The bright line tests were proposed to be modified so that:

(1)    The RTO rules apply to very substantial acquisition(s) from the controlling shareholder within 36 months from a change in control; and

(2)    Disposal restriction applies to restrict any material disposal at the time of or within 36 months after a change in control of the issuer, unless the remaining business, or any assets acquired after the change in control, can meet Rule 8.05[5]. The Exchange may also apply this disposal restriction to a material disposal proposed at the time of or within 36 months after a change in the single largest substantial shareholder of the issuer. 

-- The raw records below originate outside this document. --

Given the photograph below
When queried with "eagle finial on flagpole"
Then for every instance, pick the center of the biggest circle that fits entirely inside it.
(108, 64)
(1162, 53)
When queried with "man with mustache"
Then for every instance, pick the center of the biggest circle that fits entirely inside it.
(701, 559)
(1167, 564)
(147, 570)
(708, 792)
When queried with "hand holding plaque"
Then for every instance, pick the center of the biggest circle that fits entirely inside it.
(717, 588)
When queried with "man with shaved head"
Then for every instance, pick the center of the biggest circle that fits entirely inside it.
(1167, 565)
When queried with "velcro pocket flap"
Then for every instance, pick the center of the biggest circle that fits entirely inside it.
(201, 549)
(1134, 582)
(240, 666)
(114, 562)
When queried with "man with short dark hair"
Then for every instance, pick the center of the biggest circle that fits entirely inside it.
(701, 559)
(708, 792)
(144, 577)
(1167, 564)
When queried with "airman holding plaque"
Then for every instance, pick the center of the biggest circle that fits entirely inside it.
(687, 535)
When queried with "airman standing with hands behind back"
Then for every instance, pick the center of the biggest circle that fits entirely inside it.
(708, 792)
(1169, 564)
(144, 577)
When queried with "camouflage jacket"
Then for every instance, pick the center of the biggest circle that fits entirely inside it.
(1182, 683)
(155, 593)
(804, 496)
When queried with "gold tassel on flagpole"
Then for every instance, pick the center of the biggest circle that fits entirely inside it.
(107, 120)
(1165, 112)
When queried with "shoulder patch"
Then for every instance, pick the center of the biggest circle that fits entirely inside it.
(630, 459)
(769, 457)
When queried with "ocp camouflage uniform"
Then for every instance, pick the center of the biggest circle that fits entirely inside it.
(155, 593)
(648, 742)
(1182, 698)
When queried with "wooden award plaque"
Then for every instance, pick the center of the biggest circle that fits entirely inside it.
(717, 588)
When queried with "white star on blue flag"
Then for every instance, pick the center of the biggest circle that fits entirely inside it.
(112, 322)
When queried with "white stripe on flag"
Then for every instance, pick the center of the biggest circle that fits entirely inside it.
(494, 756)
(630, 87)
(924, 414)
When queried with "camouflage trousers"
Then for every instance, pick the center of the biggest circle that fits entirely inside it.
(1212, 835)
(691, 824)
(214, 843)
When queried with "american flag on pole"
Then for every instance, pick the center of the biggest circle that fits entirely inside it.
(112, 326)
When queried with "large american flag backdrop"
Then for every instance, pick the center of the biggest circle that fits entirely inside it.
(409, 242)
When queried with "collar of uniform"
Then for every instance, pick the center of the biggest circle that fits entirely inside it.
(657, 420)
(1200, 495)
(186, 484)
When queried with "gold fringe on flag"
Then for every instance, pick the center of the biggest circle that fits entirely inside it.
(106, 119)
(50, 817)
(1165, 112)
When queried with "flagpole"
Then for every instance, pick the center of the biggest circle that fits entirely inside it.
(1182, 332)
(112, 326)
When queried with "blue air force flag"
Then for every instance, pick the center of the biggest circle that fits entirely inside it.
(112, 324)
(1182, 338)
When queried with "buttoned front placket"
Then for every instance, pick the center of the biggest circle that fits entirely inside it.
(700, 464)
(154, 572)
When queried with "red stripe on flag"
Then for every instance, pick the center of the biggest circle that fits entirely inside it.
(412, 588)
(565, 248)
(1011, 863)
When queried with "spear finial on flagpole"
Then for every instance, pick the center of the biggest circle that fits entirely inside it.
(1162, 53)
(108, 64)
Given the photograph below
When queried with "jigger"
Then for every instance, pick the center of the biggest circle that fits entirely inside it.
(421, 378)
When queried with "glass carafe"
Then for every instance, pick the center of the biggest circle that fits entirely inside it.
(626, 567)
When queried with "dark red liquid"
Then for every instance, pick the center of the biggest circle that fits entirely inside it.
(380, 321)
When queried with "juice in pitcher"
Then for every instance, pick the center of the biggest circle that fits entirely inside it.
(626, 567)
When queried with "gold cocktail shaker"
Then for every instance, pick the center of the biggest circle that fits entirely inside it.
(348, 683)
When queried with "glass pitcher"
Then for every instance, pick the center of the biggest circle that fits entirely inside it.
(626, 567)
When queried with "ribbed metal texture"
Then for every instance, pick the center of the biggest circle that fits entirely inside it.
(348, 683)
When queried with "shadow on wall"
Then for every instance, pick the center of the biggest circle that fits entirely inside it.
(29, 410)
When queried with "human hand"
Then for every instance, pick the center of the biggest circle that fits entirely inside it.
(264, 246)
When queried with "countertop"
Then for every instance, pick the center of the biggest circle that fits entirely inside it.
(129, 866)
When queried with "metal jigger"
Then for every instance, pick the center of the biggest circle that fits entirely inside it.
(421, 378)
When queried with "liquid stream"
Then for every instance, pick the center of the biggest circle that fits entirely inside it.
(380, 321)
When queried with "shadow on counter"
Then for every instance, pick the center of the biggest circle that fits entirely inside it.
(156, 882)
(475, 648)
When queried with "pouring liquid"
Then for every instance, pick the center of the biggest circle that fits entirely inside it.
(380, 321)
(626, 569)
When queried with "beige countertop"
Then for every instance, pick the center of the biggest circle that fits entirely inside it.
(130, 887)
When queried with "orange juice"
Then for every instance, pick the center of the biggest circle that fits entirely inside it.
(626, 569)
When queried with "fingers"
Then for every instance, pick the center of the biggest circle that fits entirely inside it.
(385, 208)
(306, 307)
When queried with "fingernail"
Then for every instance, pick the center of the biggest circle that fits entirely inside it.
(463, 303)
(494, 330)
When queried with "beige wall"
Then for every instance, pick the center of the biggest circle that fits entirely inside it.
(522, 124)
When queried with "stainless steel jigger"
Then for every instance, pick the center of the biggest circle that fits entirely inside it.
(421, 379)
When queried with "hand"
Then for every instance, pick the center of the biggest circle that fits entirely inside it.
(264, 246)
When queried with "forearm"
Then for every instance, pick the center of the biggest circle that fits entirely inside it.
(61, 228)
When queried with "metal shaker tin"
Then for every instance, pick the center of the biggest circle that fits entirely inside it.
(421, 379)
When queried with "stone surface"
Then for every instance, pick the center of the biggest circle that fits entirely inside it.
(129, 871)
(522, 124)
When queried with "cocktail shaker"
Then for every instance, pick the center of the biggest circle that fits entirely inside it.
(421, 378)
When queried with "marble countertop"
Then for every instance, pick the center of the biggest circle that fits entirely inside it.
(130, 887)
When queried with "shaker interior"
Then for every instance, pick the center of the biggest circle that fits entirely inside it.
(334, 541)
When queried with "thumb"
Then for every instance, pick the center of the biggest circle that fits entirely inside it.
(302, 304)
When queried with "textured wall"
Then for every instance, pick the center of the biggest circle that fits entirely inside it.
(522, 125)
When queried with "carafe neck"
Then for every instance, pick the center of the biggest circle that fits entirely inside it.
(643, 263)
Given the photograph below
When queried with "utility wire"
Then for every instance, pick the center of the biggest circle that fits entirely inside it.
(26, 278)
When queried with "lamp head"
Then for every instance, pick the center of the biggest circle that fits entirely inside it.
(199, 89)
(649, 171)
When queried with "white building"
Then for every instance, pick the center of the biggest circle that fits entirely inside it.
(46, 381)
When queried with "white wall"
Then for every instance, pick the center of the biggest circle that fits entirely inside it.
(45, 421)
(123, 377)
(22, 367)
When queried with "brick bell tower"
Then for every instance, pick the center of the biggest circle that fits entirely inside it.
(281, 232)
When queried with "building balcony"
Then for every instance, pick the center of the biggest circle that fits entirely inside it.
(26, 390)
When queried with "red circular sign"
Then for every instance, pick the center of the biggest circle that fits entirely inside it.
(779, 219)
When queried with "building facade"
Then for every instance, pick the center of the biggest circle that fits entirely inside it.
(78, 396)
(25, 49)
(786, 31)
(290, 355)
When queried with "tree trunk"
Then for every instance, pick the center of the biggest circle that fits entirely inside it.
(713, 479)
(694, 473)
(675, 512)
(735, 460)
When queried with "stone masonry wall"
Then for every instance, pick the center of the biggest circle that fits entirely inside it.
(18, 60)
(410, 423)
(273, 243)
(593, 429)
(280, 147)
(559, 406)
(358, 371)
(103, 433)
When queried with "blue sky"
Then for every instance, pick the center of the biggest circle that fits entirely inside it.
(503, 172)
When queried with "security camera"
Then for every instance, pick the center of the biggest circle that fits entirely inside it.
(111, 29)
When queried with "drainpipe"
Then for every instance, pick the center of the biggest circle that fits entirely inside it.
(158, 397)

Finally, the Consultation Paper proposed to prohibit backdoor listings through large scale issues of securities.

2. Discouragement of the Use of Shell Companies

Additionally, the Consultation Paper proposed to tighten requirements for RTOs and extreme transactions, and to ensure the acquisition targets are suitable for listing. By way of example, shell companies are not eligible for extreme transactions, and hence, the issuer must either (i) operate a principal business of substantial size, or (ii) have been under the long-term control of a large business enterprise and the acquisition forms part of a business restructuring with no change in control.

3. Amendments to Continuing Listing Criteria

The Consultation Paper also aimed to address specific concerns over issuers that attempt to maintain the listing status by holding significant assets or investments, rather than operating businesses that have substance and are viable and sustainable in the longer term.

The proposal required a listed issuer to meet both requirements that (i) it carries out a business with a sufficient level of operations and (ii) it holds assets of sufficient value to warrant its continued listing. The Consultation paper also proposed to expand the definition of “short-dated securities” in the cash company Rules to include investments that are easily convertible into cash, for example, investments in listed securities.

A listed issuer is allowed a transitional period of 12 months to meet the continuing listing criteria as amended.


The Exchange claimed that concerns of backdoor listings and shell activities are over a small amount of activities of the market. Nevertheless, David Graham, Head of Listing, made it clear in the Exchange’s News Release that “[these activities] undermine investors’ confidence and overall market quality,” and “[a]t this point there is a need to formali[z]e our guidance into the Rules, and to make Rule amendments to address some issues in a more effective manner.”[6]

Over the last few years, while regulations and compliance in the U.S. market have become more and more difficult and expensive to meet, many mainland Chinese companies have turned to the Exchange to raise capital by way of backdoor listings. Most of these companies generally would not otherwise qualify or be suitable to list through an IPO.

We believe that small to midsize companies from mainland China which are considering a backdoor listing will reconsider or be deterred by the proposed heightened scrutiny by the Exchange.

Interested parties can comment on the Consultation Paper by August 31, 2018.

CKR Law will continue to monitor developments surrounding the Consultation Paper.  Should you require further information on this or other China-related matters, feel free to contact our New York-based China Law team, including Partners Jeffrey A. Rinde ( and Jing Li ( 

DISCLAIMER:  This article is not intended to provide legal or tax advice, and no legal, tax or business decision should be made based on its contents.  This article may be considered attorney advertising in some jurisdictions.

[3] For example, (i) substantial change in board / key management; (ii) change in single largest substantial shareholder, and (iii) issue of restricted convertible securities.

[4] The entire series of transactions and/or arrangements would be treated as if it were one transaction (consequently, a disposal may trigger an RTO ruling on a previously completed acquisition in the same series, or a number of smaller acquisitions may form an RTO).